The scientific journal Lung Cancer has recently published the result of an investigation into the possible benefits of the chemotherapy combination carboplatin and pemetrexed (Alimta) on mesothelioma patients. This combination may prove to be a less toxic and more effective combination therapy than cisplatin and pemetrexed, which is currently the established combination of chemotherapy drugs for treating mesothelioma.
Chemotherapy with cisplatin and pemetrexed is generally regarded as the most effective combination that is in general use to date; however, these two drugs are particularly toxic to the body, and are generally accompanied by a number of side effects. The authors of the study decided to substitute carboplatin for the cisplatin in this combination. Their methodology involved treating 49 mesothelioma patients with the new pair of drugs, then comparing the results to the established data on the cisplatin-pemetrexed pairing.
The majority of patients reported a benefit after two cycles of chemotherapy, and also reported that toxicity was relatively low. The median survival in the study was 14 months, slighter greater than the median survival of those who took cisplatin and pemetrexed, which is 12.1 months.
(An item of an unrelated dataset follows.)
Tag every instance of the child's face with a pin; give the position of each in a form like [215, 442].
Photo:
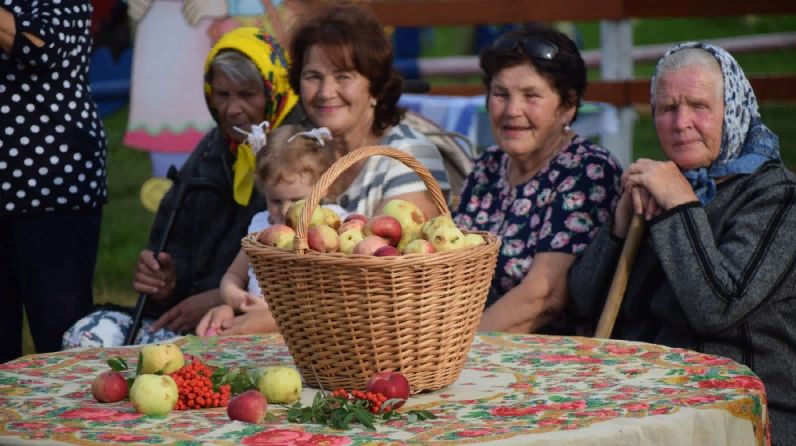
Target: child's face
[279, 196]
Malignant pleural mesothelioma (MPM) is a disease caused by contact with the insulating mineral material asbestos. The fibers which make up the asbestos can disintegrate and be inhaled, then embed themselves in the body’s soft tissues. Mesothelioma may incubate within the body for 20 to 50 years, and is usually advanced by the time it is diagnosed. For this reason, it’s not usually operable. It has also proven difficult to treat with chemotherapy and radiation. Most patients have a multimodality treatment plan, utlizing several forms of therapy. The discovery of carboplatin as a viable substitute for cisplatin when paired with pemetrexed brings new hope for extended survival time and improved quality of life for patients with mesothelioma.